Das Wunder: Ein von allen verspotteter Bub bekommt den Plüschbär Ted geschenkt und wünscht sich, dass der sprechen kann. Ab da hat er einen besten Freund – und ein Alter Ego, das ihr gemeinsames ewiges Bubsein noch hemmungsloser auslebt. Wenn am Ende des Vorspanns der Bub zum erfolglosen Autoverleiher John (Wahlberg) herangereift ist, verbringt er noch immer am liebsten die Zeit bekifft vorm Fernseher (Lieblingsfilm: „Flash Gordon“) mit Ted.

Muster: Streit und Aussöhnung im Exzess

Der digital animierte Plüschbär ist die ironische Verkörperung von Joshs triebhaften Tendenzen: grenzenlos geil, ständig saufend, dauernd auf Drogen – und eine Art im Teddykörper gefangener Stand-up-Comedian. Kein Wunder, dass Joshs Freundin (Mila Kunis, die auch in „Family Guy“ eine Figur synchronisiert) eine Trennung will – Ted muss ausziehen. Das führt zu einem Handlungsgerüst, das in Hollywoods bewährten Buben-Comedy-Bahnen verläuft: Streit und Aussöhnung im überdrehten Exzess, unvermeidliche Läuterung zur Gründung der Kernfamilie dank duldsamer Frau. Der zusätzliche Bärwert bleibt zweifelhaft, auch wenn MacFarlane am Ende sogar eine Entführungsgeschichte einbaut (mit Giovanni Ribisi als amüsantem Achtziger-Fetisch-Psychopathen), um ein großes emotionales Finale anzusteuern.

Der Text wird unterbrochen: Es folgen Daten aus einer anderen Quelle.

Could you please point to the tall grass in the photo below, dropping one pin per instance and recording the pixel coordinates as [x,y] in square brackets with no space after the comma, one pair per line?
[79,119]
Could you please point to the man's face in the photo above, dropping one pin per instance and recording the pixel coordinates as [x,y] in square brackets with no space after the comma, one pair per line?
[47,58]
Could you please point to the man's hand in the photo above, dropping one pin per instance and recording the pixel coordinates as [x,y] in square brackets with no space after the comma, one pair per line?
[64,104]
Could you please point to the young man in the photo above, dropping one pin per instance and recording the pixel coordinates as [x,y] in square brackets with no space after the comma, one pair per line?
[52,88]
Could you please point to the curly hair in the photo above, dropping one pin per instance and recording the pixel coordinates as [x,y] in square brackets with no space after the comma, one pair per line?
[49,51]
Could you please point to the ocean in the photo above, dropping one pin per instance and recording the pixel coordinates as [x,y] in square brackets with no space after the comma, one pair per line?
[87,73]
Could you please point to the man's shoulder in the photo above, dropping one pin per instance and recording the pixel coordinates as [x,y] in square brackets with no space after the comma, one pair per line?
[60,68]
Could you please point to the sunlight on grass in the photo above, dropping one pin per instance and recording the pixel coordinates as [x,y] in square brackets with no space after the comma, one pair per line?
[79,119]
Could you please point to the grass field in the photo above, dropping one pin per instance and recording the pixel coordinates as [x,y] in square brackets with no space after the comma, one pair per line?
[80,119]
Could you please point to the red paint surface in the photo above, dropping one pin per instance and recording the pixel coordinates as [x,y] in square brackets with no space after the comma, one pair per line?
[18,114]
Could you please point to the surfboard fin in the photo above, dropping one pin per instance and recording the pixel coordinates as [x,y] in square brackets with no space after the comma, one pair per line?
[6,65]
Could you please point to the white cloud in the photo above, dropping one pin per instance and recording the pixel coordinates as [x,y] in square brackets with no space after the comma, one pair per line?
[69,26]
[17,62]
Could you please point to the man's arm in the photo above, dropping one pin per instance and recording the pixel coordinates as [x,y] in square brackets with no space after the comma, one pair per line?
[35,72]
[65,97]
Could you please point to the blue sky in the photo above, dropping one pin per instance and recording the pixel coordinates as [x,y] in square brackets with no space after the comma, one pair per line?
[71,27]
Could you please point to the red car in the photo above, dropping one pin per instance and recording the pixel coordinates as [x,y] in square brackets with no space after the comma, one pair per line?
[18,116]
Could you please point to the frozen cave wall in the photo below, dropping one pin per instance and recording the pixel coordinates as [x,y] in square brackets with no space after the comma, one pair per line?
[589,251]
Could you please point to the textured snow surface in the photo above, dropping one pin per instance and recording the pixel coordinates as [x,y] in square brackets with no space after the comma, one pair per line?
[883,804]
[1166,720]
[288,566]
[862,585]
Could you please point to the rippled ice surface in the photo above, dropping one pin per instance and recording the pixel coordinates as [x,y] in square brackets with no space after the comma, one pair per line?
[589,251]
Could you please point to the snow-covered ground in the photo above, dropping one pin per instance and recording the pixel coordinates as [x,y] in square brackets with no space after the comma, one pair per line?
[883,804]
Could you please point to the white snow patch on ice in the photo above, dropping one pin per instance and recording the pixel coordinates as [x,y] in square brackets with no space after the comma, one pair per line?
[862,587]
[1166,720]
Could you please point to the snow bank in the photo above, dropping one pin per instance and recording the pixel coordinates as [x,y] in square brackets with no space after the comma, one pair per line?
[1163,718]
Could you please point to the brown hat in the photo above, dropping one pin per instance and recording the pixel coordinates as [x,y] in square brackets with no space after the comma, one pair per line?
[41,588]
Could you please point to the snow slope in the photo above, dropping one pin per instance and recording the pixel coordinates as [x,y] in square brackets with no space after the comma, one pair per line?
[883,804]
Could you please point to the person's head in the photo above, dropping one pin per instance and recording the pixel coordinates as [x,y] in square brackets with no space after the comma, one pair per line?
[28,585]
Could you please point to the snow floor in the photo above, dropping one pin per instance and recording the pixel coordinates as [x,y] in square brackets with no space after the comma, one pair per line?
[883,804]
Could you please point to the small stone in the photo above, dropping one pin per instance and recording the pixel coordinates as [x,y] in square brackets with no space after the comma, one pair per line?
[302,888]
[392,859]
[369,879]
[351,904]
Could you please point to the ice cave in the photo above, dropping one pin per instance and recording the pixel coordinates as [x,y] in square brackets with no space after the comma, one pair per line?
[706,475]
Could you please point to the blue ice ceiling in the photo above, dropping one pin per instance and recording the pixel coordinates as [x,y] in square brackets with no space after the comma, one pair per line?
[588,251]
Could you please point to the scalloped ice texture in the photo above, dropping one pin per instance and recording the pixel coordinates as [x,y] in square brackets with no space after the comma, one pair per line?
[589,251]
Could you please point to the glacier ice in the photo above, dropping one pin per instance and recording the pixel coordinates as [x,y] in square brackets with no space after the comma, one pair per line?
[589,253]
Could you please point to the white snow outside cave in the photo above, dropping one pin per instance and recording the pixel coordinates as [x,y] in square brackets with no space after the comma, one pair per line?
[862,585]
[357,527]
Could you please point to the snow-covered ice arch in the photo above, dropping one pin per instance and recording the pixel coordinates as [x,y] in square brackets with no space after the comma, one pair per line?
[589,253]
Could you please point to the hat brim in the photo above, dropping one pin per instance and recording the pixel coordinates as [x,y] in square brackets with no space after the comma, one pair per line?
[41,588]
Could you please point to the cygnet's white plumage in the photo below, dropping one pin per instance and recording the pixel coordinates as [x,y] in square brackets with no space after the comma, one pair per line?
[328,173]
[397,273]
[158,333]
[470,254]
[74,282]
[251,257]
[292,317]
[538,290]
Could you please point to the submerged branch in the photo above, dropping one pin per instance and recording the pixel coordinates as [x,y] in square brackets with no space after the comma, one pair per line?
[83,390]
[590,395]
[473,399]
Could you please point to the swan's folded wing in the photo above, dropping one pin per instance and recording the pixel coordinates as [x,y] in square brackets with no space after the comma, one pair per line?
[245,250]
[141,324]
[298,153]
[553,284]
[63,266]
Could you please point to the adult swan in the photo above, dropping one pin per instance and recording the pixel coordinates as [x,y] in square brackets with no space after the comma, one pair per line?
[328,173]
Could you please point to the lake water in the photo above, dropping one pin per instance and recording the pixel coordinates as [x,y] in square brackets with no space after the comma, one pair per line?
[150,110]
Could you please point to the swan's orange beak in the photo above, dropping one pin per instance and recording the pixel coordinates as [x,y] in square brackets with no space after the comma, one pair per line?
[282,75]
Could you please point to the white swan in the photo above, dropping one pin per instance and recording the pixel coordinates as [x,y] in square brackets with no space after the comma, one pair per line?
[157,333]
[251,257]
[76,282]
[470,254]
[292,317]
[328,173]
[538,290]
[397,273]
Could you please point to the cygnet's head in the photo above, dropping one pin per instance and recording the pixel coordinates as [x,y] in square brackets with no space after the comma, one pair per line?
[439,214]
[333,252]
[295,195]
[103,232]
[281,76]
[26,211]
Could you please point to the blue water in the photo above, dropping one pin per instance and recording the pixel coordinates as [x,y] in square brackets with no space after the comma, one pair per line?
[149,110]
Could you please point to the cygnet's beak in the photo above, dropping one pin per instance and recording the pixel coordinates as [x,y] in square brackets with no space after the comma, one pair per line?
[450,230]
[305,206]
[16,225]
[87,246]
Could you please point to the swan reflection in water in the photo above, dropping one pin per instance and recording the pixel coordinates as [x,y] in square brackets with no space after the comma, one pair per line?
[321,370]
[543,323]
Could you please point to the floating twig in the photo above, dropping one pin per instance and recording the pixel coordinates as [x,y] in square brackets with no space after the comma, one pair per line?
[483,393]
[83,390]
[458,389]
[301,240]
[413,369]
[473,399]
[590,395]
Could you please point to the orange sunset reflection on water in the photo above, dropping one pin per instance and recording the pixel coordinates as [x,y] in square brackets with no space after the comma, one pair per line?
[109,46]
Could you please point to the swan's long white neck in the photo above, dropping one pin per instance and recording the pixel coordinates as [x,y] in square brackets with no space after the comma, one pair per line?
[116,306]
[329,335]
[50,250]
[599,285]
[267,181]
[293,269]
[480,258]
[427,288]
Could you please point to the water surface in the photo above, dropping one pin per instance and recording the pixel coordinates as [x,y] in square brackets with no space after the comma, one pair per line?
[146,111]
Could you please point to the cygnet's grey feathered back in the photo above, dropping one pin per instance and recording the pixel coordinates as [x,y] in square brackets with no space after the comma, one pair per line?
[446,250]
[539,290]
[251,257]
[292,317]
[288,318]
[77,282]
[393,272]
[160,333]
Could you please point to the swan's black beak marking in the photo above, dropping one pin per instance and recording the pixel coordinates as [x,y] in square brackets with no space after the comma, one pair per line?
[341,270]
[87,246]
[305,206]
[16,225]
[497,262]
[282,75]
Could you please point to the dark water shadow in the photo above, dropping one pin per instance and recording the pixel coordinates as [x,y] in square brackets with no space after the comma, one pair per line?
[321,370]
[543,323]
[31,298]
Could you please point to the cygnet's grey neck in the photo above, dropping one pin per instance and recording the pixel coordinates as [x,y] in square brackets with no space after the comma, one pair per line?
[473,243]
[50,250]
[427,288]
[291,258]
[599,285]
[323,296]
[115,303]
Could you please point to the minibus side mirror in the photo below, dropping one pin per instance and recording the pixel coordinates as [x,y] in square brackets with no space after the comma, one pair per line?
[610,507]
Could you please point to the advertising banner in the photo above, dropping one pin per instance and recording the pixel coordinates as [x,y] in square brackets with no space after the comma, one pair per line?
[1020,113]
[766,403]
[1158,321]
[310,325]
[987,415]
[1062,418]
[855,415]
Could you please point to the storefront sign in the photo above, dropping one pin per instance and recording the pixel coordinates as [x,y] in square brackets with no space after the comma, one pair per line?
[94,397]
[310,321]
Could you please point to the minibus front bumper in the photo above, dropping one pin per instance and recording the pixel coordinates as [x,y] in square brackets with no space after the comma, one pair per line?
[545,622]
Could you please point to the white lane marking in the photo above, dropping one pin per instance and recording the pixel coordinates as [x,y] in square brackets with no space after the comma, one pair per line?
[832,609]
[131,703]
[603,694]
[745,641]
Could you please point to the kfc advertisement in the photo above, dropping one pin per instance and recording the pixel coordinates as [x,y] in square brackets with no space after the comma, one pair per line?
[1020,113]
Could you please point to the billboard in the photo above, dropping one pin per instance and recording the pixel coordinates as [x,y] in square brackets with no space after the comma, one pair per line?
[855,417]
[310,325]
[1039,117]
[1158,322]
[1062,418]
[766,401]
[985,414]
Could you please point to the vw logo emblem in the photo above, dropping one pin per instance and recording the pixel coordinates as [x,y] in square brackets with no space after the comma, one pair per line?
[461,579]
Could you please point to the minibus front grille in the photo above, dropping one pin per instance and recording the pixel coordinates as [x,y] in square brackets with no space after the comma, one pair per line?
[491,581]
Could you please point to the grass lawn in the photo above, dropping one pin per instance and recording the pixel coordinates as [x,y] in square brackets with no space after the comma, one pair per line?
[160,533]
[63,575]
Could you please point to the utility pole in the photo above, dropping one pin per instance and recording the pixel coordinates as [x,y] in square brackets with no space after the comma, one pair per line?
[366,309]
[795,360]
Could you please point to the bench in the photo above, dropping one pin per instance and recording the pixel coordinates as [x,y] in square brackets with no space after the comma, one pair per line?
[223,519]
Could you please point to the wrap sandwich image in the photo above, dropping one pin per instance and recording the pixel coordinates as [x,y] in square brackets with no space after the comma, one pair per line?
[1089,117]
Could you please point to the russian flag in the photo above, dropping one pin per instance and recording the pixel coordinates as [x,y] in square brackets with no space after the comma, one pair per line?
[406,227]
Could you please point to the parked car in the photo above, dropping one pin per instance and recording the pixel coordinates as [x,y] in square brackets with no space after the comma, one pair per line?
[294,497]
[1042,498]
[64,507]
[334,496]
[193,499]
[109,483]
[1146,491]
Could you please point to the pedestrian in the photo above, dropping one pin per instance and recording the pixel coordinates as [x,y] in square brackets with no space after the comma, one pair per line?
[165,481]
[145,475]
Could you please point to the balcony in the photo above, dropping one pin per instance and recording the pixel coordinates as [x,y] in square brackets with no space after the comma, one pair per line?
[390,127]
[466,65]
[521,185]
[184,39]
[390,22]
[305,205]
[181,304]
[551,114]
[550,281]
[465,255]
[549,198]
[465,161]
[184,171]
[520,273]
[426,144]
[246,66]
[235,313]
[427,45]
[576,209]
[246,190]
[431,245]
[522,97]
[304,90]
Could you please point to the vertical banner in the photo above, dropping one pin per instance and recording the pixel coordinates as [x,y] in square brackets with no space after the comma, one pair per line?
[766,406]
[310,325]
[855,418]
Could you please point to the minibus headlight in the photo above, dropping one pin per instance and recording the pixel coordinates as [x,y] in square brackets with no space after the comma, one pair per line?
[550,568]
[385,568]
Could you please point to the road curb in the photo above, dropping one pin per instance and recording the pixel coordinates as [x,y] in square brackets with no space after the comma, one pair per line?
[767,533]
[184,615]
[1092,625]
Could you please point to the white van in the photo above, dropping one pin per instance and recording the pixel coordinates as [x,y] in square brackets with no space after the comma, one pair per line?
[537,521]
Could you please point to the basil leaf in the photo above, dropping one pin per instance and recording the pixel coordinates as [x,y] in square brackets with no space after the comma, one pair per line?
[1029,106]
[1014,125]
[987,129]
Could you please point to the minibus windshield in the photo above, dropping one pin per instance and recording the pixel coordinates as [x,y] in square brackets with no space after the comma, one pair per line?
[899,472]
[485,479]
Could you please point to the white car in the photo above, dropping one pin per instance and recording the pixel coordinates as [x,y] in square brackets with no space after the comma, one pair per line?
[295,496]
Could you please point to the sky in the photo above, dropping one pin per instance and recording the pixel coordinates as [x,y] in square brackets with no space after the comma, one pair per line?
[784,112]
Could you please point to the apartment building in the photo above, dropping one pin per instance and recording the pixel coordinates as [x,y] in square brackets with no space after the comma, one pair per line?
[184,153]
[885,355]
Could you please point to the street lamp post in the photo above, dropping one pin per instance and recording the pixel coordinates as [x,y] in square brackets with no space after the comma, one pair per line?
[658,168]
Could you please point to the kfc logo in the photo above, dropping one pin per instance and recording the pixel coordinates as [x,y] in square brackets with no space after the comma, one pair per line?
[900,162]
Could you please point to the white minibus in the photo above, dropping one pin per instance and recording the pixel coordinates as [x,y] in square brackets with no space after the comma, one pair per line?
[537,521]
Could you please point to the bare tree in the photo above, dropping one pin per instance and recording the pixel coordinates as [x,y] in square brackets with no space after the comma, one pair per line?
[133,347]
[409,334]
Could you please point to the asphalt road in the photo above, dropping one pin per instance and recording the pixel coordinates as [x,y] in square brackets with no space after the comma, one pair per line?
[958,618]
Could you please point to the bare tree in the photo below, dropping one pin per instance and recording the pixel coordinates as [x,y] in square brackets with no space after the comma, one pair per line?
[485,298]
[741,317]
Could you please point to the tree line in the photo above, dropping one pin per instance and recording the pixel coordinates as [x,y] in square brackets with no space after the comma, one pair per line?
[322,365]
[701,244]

Das funktioniert halbwegs, aber eigentlich tritt die Handlung hinter das Prinzip seiner Serien: ein durchaus monotones Dauerfeuer an wilden und genüsslich unanständigen Gags, von denen aber genügend zünden, darunter ein schwelgerischer Slapstick-Streit zwischen Mann und Bär. Und immerhin wird MacFarlanes atemlose Popkultur-Parade „Ted“ irgendwie zum letzten Schrei im gegenwärtig auf den Leinwänden grassierenden Achtziger-Retrochic, bei dem die damals aufgewachsene Generation den Konsumglückserinnerungen der Jugend huldigt: Hier wird nicht „Saturday Night Fever“ parodiert, sondern gleich dessen Parodie in „Airplane!“ von 1980, einem genialen Vorläufer der heutigen Popkultur-Fleckerlteppichkomik. Als nächstes soll MacFarlane übrigens im TV eine Neuauflage der „Familie Feuerstein“ in Angriff nehmen.